In the previous article, you learned how caching speeds up systems. But behind every cache, there is a database. The database is where your data lives permanently.
Choosing the right database is one of the most important decisions in system design. It affects performance, scalability, and how easy your system is to maintain.
SQL Databases
SQL (Structured Query Language) databases store data in tables with rows and columns. They follow a fixed schema — you define the structure before inserting data.
Users table:
+----+---------+-------------------+------------+
| id | name | email | created_at |
+----+---------+-------------------+------------+
| 1 | Alex | alex@example.com | 2026-01-15 |
| 2 | Sam | sam@example.com | 2026-02-20 |
| 3 | Jordan | jordan@example.com| 2026-03-10 |
+----+---------+-------------------+------------+
Popular SQL Databases
- PostgreSQL — the most feature-rich open-source SQL database. Supports JSON, full-text search, geospatial queries. Used by Instagram, Uber, Stripe.
- MySQL — the most popular open-source SQL database. Simple, reliable, well-documented. Used by Facebook, Twitter, YouTube.
- SQLite — a lightweight database stored in a single file. Great for mobile apps and embedded systems.
- Microsoft SQL Server — enterprise SQL database. Used in corporate environments.
Strengths of SQL Databases
- ACID compliance — guarantees data integrity (more on this below)
- Complex queries — JOINs, subqueries, aggregations across multiple tables
- Fixed schema — enforces data structure, prevents bad data
- Mature ecosystem — decades of tooling, documentation, and expertise
- Transactions — group multiple operations into one atomic unit
NoSQL Databases
NoSQL databases store data in flexible formats without a fixed schema. There are several types:
1. Document Databases
Store data as JSON-like documents. Each document can have a different structure.
MongoDB document:
{
"_id": "user_001",
"name": "Alex",
"email": "alex@example.com",
"address": {
"city": "Berlin",
"country": "Germany"
},
"hobbies": ["coding", "hiking", "photography"]
}
Popular: MongoDB, CouchDB, Amazon DocumentDB
Best for: content management, user profiles, product catalogs — data with varied structure.
2. Key-Value Databases
The simplest type. Store data as key-value pairs. Very fast for lookups by key.
Key: "session:abc123" Value: {"user_id": 1, "expires": "2026-05-16T12:00:00"}
Key: "user:1:name" Value: "Alex"
Key: "cache:popular" Value: "[1, 5, 12, 8, 3]"
Popular: Redis, Amazon DynamoDB, etcd
Best for: caching, sessions, shopping carts, real-time leaderboards.
3. Column-Family Databases
Store data in columns instead of rows. Optimized for reading and writing large amounts of data.
Row key: "user_001"
Column family "profile": name="Alex", email="alex@example.com"

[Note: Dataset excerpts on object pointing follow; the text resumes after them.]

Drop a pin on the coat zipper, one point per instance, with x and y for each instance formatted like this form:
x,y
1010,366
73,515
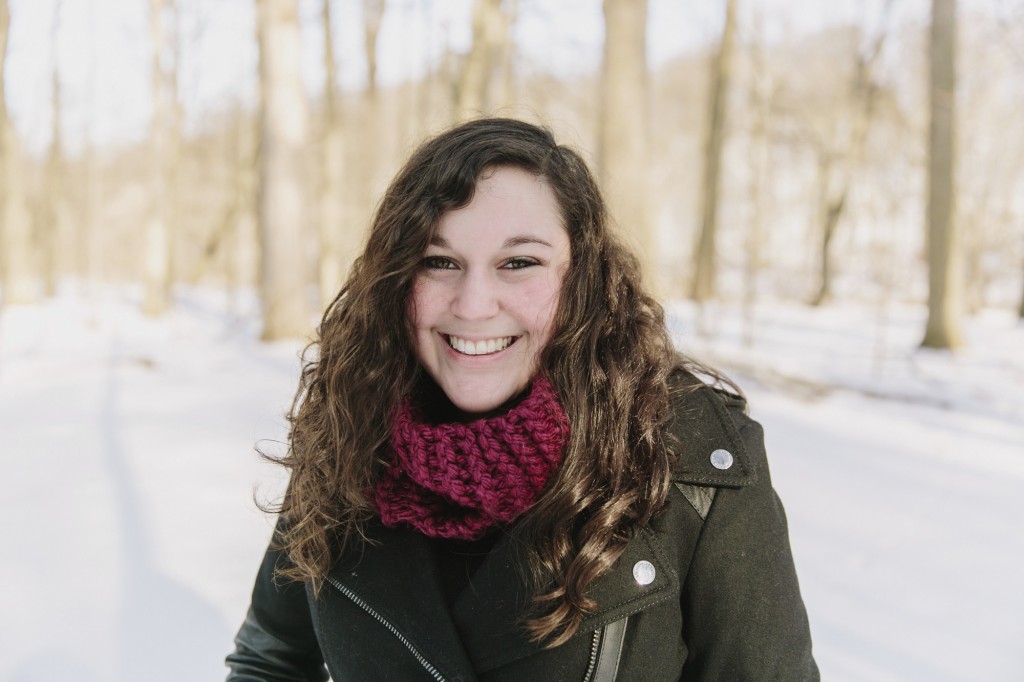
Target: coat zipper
x,y
595,647
394,631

Column family "activity": last_login="2026-05-16", login_count=150
Column family "metrics": posts=42, followers=1200
Popular: Apache Cassandra, HBase, Google Bigtable
Best for: time-series data, IoT data, analytics, write-heavy workloads with billions of rows.
4. Graph Databases
Store data as nodes and relationships. Optimized for queries about connections between data.
Graph structure:
(Alex) --[FOLLOWS]--> (Sam)
(Alex) --[FOLLOWS]--> (Jordan)
(Sam) --[FOLLOWS]--> (Jordan)
(Jordan) --[LIKES]--> (Post: "System Design is Fun")

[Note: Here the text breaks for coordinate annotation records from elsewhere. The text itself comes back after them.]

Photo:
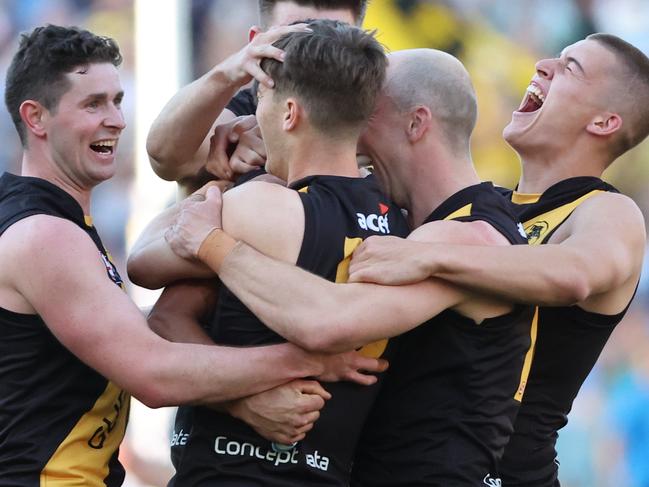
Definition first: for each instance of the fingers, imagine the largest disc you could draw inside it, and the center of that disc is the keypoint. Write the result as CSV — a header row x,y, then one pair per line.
x,y
275,33
313,387
254,69
261,47
245,159
243,124
368,364
362,379
213,195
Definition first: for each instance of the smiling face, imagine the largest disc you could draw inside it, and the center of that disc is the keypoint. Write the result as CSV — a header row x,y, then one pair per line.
x,y
382,141
564,97
82,131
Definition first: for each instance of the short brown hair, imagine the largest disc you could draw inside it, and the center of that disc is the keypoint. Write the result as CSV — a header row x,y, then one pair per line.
x,y
336,71
44,57
633,92
356,7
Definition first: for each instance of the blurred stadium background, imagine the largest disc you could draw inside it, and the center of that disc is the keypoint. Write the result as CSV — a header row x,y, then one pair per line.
x,y
606,442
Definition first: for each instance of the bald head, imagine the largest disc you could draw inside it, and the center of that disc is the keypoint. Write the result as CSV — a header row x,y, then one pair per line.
x,y
440,82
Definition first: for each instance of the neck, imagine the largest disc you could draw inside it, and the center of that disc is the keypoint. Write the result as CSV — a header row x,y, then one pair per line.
x,y
317,155
432,184
540,170
38,165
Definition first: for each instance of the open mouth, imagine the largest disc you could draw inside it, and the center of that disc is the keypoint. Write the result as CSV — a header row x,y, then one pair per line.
x,y
534,99
103,146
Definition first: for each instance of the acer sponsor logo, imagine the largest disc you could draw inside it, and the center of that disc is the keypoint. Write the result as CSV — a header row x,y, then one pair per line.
x,y
375,222
317,461
491,481
180,438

Popular: Neo4j, Amazon Neptune, ArangoDB
Best for: social networks, recommendation engines, fraud detection, knowledge graphs.
ACID Properties
ACID is a set of properties that guarantee database transactions are processed reliably. SQL databases are typically ACID-compliant. Most NoSQL databases sacrifice some ACID properties for performance and scalability.
Atomicity
A transaction is all-or-nothing. Either every operation in the transaction succeeds, or none of them do.

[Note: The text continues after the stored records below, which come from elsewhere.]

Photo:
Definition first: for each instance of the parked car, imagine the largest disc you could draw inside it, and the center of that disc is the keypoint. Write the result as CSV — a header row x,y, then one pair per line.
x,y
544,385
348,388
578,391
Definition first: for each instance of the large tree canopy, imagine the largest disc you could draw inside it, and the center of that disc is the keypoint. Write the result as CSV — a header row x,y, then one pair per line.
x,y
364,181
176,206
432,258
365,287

Transfer $100 from Alex to Sam:
1. Deduct $100 from Alex's account
2. Add $100 to Sam's account
Atomicity guarantees:
EITHER both steps happen (success)
OR neither step happens (failure — rollback)
You never end up with $100 deducted from Alex but not added to Sam.
Consistency
Every transaction brings the database from one valid state to another. Database rules (constraints, foreign keys) are always enforced.
Rule: account balance must be >= 0
Alex has $50. Transfer $100 to Sam.
Step 1: Deduct $100 from Alex --> balance = -$50 (violates rule!)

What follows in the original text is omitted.